Something so simple should not be this hard. Unless, as someone points out, they're relying on visual inspection to find out if the bridge is rusted (which is kind of a scary thing), just a)paint the bridge a color that doesn't show the rust or b) paint it green, but paint it often enough that it doesn't always look like it's in a state of disrepair. Which would be more expensive.

Lefty said...

Whether or not a color change seems like an important matter it is still worthy of discussion. The bridge painting is a big project that will cost millions of dollars. I think the pricetag alone makes it worthy of some discussion!

A color change could have positive benefits for the city.

Still, I agree there are other issues that deserve to be discussed. As a blogger I wish I had the time and inspiration to cover them all. I would urge anyone interested in expressing a viewpoint on an issue to submit a blog post for publication on Fall River Blog.

Scout said...

Lefty, I think what you're bumping up against in this discussion is very simple: Maslow's theory of hierarchy of need. (In brief: Maslow's hierarchy holds that people can't focus on abstract needs until basic needs are met.)

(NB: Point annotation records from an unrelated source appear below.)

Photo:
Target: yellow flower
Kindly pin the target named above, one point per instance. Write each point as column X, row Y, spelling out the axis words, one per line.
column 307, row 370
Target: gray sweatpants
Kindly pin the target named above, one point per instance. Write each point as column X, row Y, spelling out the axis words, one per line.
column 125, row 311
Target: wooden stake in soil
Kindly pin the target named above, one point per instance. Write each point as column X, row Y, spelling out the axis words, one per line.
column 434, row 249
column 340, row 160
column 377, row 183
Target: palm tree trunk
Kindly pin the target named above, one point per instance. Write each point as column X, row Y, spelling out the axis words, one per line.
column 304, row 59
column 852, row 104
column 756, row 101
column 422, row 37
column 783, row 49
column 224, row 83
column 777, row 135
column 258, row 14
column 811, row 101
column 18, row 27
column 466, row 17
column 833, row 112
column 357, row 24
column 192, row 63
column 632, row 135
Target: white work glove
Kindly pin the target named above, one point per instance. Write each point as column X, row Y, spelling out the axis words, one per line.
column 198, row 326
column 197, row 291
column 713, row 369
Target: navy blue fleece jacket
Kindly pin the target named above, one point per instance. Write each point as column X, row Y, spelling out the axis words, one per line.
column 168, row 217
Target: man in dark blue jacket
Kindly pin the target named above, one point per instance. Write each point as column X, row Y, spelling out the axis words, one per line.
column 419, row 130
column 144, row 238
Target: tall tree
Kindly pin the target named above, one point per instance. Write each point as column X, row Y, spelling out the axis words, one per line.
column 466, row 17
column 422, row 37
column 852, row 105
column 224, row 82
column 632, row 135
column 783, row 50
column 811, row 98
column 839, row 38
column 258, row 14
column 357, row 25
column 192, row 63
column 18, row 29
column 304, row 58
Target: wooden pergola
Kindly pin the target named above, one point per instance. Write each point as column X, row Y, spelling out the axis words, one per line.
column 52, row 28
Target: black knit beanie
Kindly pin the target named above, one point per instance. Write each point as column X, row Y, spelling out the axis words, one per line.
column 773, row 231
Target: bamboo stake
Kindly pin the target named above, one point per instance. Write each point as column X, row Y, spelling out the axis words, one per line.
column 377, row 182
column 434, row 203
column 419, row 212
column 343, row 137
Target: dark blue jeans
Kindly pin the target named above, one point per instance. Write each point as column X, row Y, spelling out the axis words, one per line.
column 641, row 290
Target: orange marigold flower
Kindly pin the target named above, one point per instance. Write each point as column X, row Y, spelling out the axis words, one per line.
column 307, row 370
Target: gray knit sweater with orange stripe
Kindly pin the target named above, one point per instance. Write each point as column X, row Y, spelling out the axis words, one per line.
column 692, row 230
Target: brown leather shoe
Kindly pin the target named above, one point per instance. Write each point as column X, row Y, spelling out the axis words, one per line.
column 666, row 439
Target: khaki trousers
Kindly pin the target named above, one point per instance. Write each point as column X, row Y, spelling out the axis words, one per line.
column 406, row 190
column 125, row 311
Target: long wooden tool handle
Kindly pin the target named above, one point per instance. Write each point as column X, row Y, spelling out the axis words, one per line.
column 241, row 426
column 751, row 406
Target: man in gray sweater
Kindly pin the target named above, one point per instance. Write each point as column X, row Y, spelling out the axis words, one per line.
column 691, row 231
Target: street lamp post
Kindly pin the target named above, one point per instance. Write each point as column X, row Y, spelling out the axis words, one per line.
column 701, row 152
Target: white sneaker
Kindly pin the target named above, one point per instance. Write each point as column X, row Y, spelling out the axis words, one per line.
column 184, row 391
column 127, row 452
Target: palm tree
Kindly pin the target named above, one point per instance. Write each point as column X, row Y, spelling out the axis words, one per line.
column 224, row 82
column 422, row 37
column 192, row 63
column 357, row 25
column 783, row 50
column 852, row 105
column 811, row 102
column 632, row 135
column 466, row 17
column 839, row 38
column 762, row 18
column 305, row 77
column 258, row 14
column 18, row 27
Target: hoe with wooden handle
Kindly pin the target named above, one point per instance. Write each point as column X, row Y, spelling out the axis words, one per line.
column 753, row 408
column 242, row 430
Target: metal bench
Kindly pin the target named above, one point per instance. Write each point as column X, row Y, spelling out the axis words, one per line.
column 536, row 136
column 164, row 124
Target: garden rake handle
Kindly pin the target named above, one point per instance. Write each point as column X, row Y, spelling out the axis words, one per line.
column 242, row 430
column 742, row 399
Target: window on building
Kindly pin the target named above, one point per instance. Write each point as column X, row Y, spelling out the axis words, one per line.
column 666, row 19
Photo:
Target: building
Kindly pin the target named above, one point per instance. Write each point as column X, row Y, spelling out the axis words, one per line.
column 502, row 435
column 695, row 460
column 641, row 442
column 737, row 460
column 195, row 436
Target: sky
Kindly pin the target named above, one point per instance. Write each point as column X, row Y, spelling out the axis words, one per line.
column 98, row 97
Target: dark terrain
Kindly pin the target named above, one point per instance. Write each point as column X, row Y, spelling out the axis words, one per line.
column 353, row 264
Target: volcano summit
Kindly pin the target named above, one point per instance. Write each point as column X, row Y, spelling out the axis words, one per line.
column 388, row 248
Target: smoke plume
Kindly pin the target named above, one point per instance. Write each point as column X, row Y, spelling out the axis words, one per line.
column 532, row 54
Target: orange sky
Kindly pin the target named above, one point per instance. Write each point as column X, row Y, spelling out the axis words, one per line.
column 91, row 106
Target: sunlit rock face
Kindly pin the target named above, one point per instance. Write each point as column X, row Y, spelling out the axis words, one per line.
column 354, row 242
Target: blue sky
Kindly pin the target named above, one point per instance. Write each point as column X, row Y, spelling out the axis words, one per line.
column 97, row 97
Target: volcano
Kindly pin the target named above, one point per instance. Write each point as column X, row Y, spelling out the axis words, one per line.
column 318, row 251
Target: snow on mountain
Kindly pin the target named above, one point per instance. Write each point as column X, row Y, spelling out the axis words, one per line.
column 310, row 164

To a city that's been struggling with economic issues so long that it's become a way of life (and is now confronting concerns of public safety, education, etc. on top of that) an issue like the color of the bridge can seem painfully esoteric. The problem is that, in order to gain any kind of economic equilibrium, FR must compete with other places that ARE able to focus on those things.

Unfortunately, although it's a difficult balancing act, FR's public dialogue must follow two parallel tracks ... the visionary and the pragmatic ... if it is to survive and thrive in the 21st century economy. I applaud you, Lefty, for making room for both discussions on your blog.